Auf dem Weltwirtschaftsforum in Davos wurde im vorigen Jahr die Entwicklung des Weltagrarmarkts dementsprechend unter der Überschrift »Wird der Boden bald teurer als Öl?« diskutiert. Der Leiter des Workshops, der Bonner Agrarforscher Joachim von Braun, sprach von zunehmendem Landraub und mörderischer Konkurrenz um die immer knapperen Ressourcen. »Staaten, die wenig Wasser- und Nahrungsmittelressourcen haben«, sagte Braun, »wollen sich nicht mehr auf den Welthandel verlassen und kaufen nun in Entwicklungsländern Land, um ihre Versorgung zu sichern.« Diese würden in der Folge gezwungen sein, Nahrungsmittel zu immer höheren Weltmarktpreisen zu importieren.

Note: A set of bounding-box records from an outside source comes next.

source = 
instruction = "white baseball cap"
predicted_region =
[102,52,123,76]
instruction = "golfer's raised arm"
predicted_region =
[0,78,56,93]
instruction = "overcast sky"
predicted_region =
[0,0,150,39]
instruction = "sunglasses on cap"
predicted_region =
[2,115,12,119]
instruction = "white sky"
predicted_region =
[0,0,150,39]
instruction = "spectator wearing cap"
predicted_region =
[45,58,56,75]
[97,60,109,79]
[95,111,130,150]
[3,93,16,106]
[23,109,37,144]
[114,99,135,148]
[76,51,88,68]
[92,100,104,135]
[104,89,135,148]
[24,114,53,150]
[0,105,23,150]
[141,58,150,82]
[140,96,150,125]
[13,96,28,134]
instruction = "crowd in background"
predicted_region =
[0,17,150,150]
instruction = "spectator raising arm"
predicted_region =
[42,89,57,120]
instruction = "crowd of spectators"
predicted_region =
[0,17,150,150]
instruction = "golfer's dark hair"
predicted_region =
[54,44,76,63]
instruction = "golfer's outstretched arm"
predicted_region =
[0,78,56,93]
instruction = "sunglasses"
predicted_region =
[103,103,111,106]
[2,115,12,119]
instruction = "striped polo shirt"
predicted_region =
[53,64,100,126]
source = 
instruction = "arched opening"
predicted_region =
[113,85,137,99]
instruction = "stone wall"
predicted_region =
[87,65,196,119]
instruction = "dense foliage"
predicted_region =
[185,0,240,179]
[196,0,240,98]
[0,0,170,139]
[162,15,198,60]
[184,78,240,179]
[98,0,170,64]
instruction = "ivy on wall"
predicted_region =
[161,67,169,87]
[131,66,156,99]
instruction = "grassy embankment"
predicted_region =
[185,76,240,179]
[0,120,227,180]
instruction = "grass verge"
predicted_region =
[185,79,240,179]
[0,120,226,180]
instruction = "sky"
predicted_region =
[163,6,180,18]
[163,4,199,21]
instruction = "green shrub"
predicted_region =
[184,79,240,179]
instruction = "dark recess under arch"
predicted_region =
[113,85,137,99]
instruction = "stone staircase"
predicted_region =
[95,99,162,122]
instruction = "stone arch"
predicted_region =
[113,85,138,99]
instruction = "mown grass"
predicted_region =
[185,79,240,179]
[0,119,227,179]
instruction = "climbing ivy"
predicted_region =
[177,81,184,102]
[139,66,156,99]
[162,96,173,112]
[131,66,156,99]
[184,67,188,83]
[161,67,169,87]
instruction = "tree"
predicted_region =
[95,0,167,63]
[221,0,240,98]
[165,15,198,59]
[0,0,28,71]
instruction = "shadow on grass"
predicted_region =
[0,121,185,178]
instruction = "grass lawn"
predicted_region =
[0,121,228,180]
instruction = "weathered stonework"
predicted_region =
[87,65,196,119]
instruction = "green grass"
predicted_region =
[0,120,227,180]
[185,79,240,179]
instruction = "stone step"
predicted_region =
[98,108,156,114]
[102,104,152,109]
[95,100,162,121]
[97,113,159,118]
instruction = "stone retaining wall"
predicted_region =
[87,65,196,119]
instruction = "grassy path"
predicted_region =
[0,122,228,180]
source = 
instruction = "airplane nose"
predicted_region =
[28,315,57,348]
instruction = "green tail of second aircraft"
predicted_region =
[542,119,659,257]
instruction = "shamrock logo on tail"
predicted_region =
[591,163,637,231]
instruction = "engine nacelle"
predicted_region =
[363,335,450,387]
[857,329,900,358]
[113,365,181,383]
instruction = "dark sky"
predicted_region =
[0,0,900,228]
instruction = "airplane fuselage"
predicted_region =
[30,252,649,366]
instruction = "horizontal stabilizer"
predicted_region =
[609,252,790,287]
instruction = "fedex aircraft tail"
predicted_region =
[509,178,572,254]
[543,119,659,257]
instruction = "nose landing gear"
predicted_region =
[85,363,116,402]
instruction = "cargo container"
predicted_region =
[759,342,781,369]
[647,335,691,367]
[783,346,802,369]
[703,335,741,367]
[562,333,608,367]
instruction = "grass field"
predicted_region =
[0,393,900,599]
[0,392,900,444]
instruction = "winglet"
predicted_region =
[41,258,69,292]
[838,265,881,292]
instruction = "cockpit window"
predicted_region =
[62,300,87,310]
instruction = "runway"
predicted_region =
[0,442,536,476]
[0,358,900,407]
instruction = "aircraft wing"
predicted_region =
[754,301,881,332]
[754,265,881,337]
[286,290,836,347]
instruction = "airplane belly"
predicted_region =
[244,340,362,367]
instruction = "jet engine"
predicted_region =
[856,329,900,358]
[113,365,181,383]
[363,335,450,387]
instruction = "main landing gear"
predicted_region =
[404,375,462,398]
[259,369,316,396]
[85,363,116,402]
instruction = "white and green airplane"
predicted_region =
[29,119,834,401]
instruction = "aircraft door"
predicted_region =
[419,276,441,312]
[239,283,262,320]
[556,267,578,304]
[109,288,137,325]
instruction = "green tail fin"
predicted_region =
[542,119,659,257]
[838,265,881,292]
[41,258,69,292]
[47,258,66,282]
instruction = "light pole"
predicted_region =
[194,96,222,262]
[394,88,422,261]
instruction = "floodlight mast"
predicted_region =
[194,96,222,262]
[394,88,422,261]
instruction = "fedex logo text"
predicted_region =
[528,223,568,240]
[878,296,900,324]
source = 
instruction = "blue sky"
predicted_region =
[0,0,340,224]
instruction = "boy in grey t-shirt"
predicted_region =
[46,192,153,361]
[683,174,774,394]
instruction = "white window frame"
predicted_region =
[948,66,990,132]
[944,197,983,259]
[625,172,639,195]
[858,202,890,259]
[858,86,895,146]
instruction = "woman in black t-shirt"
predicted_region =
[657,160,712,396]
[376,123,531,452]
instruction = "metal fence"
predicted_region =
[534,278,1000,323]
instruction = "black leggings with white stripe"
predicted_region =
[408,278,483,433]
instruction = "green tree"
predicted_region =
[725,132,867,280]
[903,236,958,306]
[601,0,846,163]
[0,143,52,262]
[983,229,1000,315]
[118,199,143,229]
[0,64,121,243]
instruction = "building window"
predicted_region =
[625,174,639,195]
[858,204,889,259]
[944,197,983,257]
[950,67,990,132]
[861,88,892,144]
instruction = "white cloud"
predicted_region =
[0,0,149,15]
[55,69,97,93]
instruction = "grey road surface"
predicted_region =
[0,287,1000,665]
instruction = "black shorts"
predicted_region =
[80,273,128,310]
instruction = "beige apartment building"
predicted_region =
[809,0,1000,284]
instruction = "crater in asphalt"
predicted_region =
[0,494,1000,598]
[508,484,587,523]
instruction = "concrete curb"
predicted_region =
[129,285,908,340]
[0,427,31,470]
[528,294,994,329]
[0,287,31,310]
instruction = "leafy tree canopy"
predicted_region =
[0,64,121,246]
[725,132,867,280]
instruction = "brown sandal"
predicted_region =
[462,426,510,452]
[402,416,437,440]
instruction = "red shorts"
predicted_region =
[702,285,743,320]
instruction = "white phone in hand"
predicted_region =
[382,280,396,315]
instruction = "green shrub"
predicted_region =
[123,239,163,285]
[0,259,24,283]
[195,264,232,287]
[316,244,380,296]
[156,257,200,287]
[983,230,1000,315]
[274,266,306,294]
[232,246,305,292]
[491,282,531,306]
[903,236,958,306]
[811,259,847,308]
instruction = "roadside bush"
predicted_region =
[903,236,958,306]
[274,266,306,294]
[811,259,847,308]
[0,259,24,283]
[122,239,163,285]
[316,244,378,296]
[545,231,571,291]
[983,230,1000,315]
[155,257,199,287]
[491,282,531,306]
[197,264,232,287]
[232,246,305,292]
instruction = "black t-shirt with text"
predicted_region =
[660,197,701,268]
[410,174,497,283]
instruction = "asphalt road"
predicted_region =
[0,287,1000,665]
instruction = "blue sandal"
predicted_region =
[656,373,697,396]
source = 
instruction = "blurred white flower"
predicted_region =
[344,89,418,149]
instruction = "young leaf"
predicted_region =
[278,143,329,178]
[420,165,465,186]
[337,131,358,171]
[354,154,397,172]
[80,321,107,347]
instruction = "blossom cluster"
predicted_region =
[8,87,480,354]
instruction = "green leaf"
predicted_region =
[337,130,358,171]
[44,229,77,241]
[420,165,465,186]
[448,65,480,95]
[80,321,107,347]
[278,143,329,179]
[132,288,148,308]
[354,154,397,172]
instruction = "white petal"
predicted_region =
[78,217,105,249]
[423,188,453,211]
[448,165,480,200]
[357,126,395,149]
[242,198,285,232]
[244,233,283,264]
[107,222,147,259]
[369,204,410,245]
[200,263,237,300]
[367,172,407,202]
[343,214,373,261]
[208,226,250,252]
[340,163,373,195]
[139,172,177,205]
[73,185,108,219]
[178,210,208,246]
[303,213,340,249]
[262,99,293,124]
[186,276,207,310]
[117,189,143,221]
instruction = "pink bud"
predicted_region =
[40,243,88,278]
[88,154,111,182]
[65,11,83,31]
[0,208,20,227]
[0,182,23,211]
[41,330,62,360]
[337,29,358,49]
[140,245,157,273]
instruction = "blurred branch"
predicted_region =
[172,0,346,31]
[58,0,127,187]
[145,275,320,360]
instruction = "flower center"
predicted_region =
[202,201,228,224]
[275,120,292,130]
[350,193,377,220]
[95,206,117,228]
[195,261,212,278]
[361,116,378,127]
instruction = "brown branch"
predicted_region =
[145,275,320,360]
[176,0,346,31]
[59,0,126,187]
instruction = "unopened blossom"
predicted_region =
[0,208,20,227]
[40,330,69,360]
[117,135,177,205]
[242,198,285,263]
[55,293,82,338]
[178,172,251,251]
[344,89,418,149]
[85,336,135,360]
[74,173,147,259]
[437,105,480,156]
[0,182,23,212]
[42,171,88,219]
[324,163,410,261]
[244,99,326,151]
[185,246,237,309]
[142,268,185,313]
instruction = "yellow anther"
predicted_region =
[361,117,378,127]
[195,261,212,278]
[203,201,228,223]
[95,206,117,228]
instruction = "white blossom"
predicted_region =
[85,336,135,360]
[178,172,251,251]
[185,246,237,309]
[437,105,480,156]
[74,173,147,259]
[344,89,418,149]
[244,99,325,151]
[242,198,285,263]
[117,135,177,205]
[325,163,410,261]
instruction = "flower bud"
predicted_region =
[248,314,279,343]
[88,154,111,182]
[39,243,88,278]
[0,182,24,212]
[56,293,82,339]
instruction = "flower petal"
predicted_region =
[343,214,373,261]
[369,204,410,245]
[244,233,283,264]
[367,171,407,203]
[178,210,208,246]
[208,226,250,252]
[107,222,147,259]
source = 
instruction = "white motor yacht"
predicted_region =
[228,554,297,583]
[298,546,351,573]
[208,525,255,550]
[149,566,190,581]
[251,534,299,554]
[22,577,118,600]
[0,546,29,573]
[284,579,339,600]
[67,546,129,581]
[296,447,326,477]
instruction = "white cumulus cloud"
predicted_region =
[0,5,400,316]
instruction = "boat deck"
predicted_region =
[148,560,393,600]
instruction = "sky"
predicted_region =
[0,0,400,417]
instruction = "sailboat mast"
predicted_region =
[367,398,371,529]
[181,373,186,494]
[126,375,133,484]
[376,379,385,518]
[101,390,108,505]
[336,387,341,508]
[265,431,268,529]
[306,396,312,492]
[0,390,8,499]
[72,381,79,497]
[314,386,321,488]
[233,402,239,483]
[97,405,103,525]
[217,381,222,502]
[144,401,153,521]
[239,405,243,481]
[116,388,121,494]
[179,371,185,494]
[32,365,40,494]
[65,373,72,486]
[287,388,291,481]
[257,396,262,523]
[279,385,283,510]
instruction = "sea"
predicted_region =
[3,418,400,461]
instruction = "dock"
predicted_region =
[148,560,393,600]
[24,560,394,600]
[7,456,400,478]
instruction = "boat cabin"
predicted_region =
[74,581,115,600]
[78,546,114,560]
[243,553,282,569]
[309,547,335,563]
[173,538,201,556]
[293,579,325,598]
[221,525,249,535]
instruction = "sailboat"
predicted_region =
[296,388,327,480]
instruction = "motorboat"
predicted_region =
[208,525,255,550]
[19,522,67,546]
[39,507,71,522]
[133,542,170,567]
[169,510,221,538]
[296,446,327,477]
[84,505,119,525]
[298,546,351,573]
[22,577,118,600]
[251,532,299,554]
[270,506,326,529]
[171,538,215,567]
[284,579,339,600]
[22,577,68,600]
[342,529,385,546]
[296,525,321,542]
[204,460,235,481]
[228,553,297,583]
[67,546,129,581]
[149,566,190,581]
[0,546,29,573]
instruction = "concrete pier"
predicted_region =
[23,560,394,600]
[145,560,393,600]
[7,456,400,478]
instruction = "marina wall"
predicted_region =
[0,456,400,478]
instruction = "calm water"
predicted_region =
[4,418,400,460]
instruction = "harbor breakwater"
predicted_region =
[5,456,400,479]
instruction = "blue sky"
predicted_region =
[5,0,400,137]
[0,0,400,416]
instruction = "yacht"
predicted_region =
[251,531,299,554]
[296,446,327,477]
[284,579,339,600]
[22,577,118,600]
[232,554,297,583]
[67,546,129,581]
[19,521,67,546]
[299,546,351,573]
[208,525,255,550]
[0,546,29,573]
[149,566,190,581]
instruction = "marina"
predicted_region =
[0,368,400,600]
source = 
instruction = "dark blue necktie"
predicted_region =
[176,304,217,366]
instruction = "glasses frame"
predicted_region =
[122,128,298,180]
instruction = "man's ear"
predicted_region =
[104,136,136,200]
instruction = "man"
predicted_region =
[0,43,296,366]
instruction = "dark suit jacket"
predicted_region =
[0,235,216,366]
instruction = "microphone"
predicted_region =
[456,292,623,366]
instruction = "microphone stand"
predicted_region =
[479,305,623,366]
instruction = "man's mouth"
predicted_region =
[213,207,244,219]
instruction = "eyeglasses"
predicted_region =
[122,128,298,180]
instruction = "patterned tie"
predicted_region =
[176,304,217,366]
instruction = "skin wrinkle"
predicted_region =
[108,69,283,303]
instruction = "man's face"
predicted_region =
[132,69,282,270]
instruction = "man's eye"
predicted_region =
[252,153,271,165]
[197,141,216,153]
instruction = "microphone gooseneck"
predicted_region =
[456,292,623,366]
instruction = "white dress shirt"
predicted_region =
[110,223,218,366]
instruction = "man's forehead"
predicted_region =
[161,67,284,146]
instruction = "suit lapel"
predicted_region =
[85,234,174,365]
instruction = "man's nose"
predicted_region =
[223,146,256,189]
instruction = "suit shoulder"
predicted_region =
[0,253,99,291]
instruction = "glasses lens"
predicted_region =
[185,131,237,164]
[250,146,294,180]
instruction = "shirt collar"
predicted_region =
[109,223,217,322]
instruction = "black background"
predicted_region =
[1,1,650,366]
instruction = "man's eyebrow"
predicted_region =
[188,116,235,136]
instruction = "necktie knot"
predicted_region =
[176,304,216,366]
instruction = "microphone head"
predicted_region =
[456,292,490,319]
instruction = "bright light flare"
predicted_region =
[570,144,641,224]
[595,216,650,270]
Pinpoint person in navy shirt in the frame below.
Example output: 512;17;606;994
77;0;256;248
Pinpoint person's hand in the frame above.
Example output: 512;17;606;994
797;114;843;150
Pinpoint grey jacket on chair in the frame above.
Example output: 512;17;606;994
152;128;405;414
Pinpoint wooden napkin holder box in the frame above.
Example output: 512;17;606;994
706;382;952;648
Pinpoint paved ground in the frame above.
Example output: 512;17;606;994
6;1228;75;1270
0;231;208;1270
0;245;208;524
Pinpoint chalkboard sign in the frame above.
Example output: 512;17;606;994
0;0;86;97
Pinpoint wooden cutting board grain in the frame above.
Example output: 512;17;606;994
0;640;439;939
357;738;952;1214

Dass Jacques Diouf, der Generaldirektor der Welternährungsorganisation der Uno, kürzlich vor dem Heraufziehen eines »neokolonialen Systems« warnte, scheint vor diesem Hintergrund nicht übertrieben zu sein. Welche verheerenden Folgen die kapitalistische Lösung der Agrarfrage in den Kolonien hatte, beschreibt Steve Davis in »Die Geburt der Dritten Welt«. Die Wirkung der nun beginnenden »Umwälzung der Landwirtschaft« könnte vergleichbar katastrophal sein, zumal angesichts der weltweiten Überakkumula­tion auf die Bauern nicht einmal mehr die Verwandlung in Arbeiter wartet, sondern der Ausschluss aus der kapitalistischen Weltgesellschaft.